Webster did not find any words to put in his dictionary for the greater, deeper depth of feeling Nate put into the reading of his poem. Suffice it to say, after he paused a moment and said, “Well? What do you think?”, he looked up and saw I was crying. I wiped my tears and sniffles with my shirt sleeve, which was awkward, since I was wearing a short-sleeved shirt.
“Uh – Nate, I honestly don’t know what to say.”
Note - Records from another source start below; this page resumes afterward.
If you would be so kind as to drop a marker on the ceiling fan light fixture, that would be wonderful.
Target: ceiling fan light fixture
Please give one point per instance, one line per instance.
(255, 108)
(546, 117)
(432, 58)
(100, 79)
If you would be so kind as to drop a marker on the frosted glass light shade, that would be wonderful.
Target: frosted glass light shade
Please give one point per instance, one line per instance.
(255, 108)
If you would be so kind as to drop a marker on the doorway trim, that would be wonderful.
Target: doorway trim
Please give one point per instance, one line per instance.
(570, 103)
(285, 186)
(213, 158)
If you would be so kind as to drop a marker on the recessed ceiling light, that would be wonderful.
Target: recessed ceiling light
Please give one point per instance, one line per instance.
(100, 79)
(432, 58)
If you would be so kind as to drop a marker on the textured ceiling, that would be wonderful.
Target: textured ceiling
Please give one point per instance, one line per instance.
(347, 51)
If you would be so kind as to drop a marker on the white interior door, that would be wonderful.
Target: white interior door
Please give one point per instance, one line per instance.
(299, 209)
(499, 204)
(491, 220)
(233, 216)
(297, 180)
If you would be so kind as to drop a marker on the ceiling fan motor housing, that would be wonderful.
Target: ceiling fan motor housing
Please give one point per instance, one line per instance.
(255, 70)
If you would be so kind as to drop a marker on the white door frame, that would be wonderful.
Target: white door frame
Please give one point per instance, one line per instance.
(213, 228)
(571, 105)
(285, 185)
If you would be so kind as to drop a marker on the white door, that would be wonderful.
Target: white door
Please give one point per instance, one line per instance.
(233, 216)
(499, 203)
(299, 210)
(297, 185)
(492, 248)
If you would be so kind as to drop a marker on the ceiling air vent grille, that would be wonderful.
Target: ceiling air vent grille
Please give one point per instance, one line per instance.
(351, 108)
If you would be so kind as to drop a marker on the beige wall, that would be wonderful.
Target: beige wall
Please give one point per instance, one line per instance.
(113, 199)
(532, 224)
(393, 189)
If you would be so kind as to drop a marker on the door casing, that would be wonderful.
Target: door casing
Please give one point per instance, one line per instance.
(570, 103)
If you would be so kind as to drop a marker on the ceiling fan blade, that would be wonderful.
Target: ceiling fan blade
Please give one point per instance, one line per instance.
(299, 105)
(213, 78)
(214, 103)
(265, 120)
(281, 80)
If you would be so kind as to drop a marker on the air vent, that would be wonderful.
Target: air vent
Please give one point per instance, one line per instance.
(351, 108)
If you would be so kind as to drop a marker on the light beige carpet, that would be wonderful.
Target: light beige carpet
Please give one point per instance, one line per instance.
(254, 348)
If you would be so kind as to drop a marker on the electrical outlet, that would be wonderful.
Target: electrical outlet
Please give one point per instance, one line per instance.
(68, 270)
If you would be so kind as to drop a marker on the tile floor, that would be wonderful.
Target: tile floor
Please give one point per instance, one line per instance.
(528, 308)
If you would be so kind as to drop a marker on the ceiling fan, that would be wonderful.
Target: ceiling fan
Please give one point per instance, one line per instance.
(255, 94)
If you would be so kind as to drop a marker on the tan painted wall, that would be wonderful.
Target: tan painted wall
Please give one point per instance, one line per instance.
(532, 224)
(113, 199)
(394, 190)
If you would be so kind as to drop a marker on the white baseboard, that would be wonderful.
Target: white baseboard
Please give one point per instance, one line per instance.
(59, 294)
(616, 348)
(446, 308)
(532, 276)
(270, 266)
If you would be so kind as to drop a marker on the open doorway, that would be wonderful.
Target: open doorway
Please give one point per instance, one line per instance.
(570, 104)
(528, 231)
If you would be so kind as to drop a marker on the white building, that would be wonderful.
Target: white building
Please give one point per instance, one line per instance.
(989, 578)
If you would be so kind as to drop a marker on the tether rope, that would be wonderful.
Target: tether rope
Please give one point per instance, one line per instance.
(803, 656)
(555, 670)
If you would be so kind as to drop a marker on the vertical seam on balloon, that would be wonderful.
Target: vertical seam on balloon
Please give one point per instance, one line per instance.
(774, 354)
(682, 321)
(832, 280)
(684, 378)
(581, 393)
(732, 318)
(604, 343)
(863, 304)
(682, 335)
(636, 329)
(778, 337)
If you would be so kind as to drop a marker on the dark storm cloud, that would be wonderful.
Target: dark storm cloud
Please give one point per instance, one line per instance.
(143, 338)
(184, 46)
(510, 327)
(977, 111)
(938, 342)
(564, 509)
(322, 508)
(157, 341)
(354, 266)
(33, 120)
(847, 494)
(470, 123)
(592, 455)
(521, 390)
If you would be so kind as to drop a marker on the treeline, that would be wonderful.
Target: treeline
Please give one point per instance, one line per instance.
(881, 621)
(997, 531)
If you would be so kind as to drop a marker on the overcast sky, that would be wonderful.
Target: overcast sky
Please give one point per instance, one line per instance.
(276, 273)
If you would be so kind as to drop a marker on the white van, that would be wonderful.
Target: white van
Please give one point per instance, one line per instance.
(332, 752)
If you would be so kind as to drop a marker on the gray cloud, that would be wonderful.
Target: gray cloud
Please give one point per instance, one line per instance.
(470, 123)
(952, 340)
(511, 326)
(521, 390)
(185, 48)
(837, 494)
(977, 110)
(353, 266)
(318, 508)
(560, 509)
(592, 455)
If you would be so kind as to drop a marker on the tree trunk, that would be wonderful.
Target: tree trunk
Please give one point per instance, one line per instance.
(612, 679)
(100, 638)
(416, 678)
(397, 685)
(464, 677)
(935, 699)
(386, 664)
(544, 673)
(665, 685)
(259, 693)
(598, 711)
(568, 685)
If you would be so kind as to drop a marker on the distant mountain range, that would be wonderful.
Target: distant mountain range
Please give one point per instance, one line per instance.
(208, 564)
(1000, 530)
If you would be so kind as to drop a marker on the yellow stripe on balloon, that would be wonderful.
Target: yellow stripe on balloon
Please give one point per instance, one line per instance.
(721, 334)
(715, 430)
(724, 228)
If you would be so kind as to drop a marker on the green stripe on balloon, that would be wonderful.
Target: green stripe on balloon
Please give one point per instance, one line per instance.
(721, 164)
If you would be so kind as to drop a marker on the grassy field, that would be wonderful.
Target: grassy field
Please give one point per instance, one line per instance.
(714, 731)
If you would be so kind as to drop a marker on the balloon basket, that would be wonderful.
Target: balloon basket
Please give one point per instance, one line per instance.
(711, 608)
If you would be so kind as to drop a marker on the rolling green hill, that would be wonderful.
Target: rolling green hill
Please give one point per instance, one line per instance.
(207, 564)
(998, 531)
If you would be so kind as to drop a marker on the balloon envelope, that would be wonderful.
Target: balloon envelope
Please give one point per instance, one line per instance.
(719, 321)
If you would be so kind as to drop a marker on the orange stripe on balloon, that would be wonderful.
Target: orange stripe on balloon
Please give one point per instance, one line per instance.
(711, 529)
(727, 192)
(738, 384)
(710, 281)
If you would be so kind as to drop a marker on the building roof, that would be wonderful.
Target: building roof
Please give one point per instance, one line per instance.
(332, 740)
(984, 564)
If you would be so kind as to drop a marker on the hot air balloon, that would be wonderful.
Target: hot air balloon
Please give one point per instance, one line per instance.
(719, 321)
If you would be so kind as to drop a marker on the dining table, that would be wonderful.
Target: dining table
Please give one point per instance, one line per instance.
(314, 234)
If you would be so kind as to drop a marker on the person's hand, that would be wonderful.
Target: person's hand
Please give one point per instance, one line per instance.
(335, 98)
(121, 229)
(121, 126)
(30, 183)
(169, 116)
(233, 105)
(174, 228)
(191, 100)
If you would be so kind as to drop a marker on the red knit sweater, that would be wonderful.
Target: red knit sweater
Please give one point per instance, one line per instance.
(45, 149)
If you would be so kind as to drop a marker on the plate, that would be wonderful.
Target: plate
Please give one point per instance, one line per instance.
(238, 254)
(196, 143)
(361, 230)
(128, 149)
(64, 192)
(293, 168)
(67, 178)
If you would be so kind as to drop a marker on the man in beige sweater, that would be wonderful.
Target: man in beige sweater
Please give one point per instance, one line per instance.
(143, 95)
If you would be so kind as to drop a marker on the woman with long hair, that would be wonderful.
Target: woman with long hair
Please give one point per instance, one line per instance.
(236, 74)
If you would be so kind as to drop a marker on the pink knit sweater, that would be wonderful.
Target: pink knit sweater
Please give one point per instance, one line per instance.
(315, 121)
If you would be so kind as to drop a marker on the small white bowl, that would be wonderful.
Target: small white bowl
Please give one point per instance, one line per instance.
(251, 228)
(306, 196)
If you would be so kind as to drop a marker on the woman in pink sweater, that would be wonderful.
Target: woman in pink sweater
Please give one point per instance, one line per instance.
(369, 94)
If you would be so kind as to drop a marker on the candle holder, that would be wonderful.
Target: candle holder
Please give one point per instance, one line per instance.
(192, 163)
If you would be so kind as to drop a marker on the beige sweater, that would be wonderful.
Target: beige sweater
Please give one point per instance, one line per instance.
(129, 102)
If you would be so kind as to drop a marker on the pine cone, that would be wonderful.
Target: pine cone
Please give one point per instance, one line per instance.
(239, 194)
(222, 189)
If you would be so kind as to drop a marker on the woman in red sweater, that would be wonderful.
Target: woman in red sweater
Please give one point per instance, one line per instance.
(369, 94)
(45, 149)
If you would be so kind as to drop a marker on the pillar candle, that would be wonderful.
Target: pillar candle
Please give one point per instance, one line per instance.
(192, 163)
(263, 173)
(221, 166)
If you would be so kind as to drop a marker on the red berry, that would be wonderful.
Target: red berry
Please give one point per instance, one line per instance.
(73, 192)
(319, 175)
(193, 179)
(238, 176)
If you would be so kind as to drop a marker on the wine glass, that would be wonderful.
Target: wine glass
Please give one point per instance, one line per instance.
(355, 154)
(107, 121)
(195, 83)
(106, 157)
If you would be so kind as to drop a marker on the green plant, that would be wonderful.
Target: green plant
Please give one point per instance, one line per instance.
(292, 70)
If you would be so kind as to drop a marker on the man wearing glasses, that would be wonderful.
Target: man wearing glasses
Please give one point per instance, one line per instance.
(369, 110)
A satisfied, contented expression lit his face. “Never mind, my friend. Your tears say enough. I am deeply, deeply touched! I confess I had a certain confidence in my poetry, and the impact it would have on an intelligent, sensitive audience. You have verified it. Thank you! Would you like to hear it again? Or I have other poems.”
“No! No, Nate. I can’t handle this much sensitivity in a day.” As I wiped another tear, a thought came suddenly, but one that had to be worded carefully. “Nate L. Cleft – don’t you go reading any of these poems of yours to any jury! It might give you an unfair and highly subjective advantage!”
In a flash, the poet was gone, the lawyer was back. “You think so?”
So, some good came out of it after all. Nate hasn’t won a case in two months, a fair number of his clients are in jail, and I heard he was even lynched by one batch of literary jurors. The presiding judge approved.